Ce jeune et candide Charles Marlow catapulté dans la réalité de l'Afrique est à mille lieux d'imaginer la banale sauvagerie qu'alimente son pays, la Belgique, à travers l'exploitation coloniale. La folie qui sous-tend les fructueux commerces de matières premières ne signifie pour le ce qui existe au bout de la chaîne : paperasse, colifichets et richesses.
A vivre insouciant loin des ténèbres, on oublie qu'elles sont emplies d'horreurs, d'une monstruosité qui pourrit les âmes les plus pures. Voilà une leçon, intense, moderne de Conrad, qui résonne avec la même force aujourd'hui.
"Un léger tintement derrière moi me fit tourner la tête. Six Noirs, s'avancçant en file indienne, montaient péniblement le chemin. Marchant lentement, droits, ils balançaient de petits paniers pleins de terre sur leur tête, et le tintement marquait la mesure de leurs pas.
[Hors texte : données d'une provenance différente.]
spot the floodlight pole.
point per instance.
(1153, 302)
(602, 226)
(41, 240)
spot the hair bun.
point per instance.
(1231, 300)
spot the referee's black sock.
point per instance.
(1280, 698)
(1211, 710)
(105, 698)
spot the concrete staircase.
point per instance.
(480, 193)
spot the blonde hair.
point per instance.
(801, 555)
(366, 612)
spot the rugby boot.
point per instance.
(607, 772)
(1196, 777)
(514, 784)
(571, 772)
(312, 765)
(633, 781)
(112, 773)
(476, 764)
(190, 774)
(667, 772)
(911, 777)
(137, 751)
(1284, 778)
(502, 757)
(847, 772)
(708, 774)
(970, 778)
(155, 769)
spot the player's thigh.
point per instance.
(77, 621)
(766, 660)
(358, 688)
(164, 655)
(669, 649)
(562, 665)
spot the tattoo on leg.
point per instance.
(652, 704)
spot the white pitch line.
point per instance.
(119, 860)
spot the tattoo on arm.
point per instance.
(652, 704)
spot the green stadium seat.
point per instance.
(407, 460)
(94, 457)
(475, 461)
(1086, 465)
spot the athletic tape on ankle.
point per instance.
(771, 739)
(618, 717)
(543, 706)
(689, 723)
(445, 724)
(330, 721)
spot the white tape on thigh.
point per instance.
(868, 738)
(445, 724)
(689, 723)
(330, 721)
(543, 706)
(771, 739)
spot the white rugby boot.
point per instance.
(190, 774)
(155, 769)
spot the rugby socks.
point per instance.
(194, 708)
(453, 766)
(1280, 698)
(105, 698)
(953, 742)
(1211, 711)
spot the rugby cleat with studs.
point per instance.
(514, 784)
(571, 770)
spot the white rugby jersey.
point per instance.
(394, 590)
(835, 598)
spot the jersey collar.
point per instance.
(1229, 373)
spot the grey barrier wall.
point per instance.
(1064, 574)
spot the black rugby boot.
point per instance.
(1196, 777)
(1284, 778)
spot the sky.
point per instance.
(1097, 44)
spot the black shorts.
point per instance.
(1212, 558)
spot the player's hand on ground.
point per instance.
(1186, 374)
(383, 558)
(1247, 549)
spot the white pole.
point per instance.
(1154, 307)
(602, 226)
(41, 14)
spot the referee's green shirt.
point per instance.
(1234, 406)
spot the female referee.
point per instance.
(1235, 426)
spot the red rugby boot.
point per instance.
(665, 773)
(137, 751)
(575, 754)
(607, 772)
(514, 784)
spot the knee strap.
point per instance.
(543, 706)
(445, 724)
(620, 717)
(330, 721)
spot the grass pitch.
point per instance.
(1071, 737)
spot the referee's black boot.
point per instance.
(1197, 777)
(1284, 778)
Ils portaient des haillons noirs enroulés autour des hanches, dont les bouts brinquebalaient derrière, courts, comme des queues. Je leur voyais toutes les côtes, les jointures de leurs membres étaient comme les nœuds d'une corde. Ils avaient chacun un collier de fer au cou, et ils étaient reliés par une chaîne dont les segments oscillaient entre eux, avec ce tintement rythmique. Une autre explosion dans la falaise me fit penser soudain à ce navire de guerre que j'avais vu faire feu sur un continent. C'était la même sorte de voix sinistre ; mais ces hommes-ci ne pouvaient par aucune débauche d'imagination être qualifiés d'ennemis. On les disait criminels, et la loi outragée, comme ces explosions d'obus, leur était tombée dessus, mystère insondable venu de la mer. Leurs maigres poitrines haletaient toutes ensemble, les narines violemment dilatées frémissaient, les regards se tournaient pétrifiés vers la crête. Ils me dépassèrent à me frôler, sans un coup d'œil, avec l'indifférence complète, mortelle, des sauvages malheureux. Derrière cette matière première un des rachetés produits par les nouvelles forces à l'œuvre, marchait, morose, tenant un fusil par le milieu. Il avait une tunique d'uniforme, où manquait un bouton, et voyant un blanc dans le chemin, haussa son arme sur son épaule, vivement. C'était simple prudence, les Blancs étant tellement pareils à distance qu'il n'aurait su dire qui je pouvais être. Il se sentit vite rassuré et avec un grand éclat de sourire canaille et un coup d'œil sur sa chiourme, sembla faire de moi un partenaire de sa haute mission. Après tout, moi aussi je participais de la grande cause qui inspirait ces actions élevées et justes".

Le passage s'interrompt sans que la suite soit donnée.